Phoenix’s affordable housing market is a draw for investors, a buyer group who made up a sizable portion of property purchases in 2022’s second business quarter.

In Q2-2022, investors who purchased a property in Phoenix accounted for 31.2% of the share of homes bought in the metro, according to a new analysis of investor home purchases in the 40 most populous U.S. metros by Redfin. The market share of Phoenix investors ranked in fourth place compared to the other 40 metros and was higher than Miami, Tampa, and Los Angeles, where the percentage of homes purchased by investors ranged from 29% to 20% in Q2-2022.

Investors in Jacksonville occupied the highest market share nationwide, accounting for 31.9% of the homes bought in Q2-2022, up 40.7% compared to Q2-2021. However, the percentage of homes purchased by Phoenix investors didn’t change much from 2021, growing just 2.3% year-over-year.

Phoenix investors bought more than $4.6 billion ($4,643,014,134) in real estate during Q2-2022, the second-highest amount compared to the other U.S. metros Redfin analyzed. Los Angeles reported the highest total value of homes bought by investors, amassing $7.1 billion ($7,121,490,317) in purchases with a median sale price of $1.1 million in Q2-2022.

Phoenix investors typically bought properties with a median sale price of $450,000, a comparable price point to investors in Miami, Washington, and West Palm Beach but much lower compared to cities such as New York, Seattle, and San Jose.

“There’s still a large investor presence in Phoenix, particularly in the more affordable price range. That’s largely because rental rates are surging, and so is demand as some people are priced out of homebuying,” said Phoenix-based agent Van Welborn in the Redfin report.

“The overall market slowed down in early June when mortgage rates shot up, but a lot of investors pay in all cash, and they find Phoenix relatively affordable. I’m working with three active investors right now, all from the Bay Area. And one recent local client just purchased a triplex to renovate and rent out,” he said.

Changing markets motivate some investors and scare others away

Overall, real estate investors purchased 87,500 U.S. homes in Q2-2022, an 11% increase quarter-over-quarter and a 5.9% year-over-year jump. This figure marks a drop from the record high of 93,700 properties in Q3-2021. Redfin explains that investors are still buying more homes than before the pandemic. Investors bought 19.4% of homes in Q2-2022, down slightly from a record 20.1% in Q1-2022 and the first recorded drop after two years.

Although investor purchases have plateaued, they haven’t fallen like home purchases in the broader market, Redfin explained.
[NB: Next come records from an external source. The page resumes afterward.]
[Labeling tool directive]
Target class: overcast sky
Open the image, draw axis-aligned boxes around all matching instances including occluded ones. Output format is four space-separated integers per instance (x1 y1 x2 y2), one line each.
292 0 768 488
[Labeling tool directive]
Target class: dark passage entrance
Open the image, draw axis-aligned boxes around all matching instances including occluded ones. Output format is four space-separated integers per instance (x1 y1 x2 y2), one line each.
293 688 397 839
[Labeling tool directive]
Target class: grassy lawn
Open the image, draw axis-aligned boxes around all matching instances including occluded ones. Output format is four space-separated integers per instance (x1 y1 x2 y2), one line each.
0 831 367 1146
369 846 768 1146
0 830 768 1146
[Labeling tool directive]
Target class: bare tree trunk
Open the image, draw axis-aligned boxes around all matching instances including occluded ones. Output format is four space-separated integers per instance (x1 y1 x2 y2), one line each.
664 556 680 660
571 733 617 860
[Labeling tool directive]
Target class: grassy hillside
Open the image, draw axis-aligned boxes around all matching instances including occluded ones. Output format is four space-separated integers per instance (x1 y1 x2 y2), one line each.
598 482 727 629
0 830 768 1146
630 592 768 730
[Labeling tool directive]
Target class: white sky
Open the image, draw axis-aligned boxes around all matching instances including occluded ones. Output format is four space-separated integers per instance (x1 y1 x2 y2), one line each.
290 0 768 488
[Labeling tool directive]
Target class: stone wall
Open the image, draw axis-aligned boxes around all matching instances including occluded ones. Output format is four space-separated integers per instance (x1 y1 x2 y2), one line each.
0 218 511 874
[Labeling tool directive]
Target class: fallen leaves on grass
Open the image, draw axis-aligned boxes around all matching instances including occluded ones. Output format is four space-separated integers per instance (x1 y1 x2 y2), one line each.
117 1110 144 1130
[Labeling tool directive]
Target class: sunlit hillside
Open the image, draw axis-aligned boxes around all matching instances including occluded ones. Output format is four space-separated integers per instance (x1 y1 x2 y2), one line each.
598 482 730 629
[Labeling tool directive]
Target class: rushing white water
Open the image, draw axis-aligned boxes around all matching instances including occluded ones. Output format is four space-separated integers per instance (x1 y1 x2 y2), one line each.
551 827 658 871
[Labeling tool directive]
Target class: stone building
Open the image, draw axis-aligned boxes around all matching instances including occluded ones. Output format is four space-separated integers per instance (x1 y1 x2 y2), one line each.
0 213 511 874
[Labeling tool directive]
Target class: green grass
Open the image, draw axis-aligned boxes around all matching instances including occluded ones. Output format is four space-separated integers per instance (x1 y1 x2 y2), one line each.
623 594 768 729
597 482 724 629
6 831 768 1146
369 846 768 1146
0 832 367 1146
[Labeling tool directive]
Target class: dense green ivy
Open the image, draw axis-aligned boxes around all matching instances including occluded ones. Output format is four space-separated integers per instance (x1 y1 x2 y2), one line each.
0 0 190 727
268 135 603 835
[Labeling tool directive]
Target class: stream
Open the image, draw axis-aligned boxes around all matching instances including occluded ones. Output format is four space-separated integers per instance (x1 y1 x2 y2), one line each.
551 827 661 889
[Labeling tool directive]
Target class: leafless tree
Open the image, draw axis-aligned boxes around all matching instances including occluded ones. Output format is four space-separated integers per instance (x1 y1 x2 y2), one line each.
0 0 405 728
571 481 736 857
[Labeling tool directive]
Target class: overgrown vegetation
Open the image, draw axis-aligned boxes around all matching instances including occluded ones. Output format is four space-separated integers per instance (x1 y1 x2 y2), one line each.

Instead, this stall signals that the market cooldown motivates some investors, while others shy away from economic uncertainty.

“The cooldown in the overall housing market motivates some investors and scares others off,” said Sheharyar Bokhari, a Redfin senior economist, in the report.

“Investors are contending with sky-high home prices, just like other buyers. Those who plan to turn homes into rentals are still in the market because high rental payments help offset the cost of the home, and the home will likely grow in value over time. Others are motivated by discounts from home builders looking to sell off extra inventory as individual buyers pull back,” he added.

Investors attracted to low-priced properties, single-family homes

Investors picked up approximately 35,000 low-priced homes in Q2-2022, a 6% drop quarter-over-quarter and a 7.6% decrease year-over-year. However, Redfin stated that investors are still buying more low-priced homes than pre-pandemic when they bought 30,000 low-priced properties per quarter in 2019. Real estate investors bought 25% of low-priced homes that sold in Q2-2022, comparable with the 25.1% record set in Q1-2022 and up from 21.6% a year earlier.

In the higher price ranges, U.S. investors bought up 28,000 mid-priced homes and 25,000 high-priced properties in Q2-2022, up 25.3% and 8.9% compared to a year ago.

Regarding property types, investors showed a preference for non-condo homes. In Q2-2022, investors purchased about 65,000 single-family homes and 5,300 townhouses in the last quarter, up 8.5% and 10.9% annually. Conversely, approximately 14,000 condos were bought by investors during the same quarter, down 4.3% from a year ago.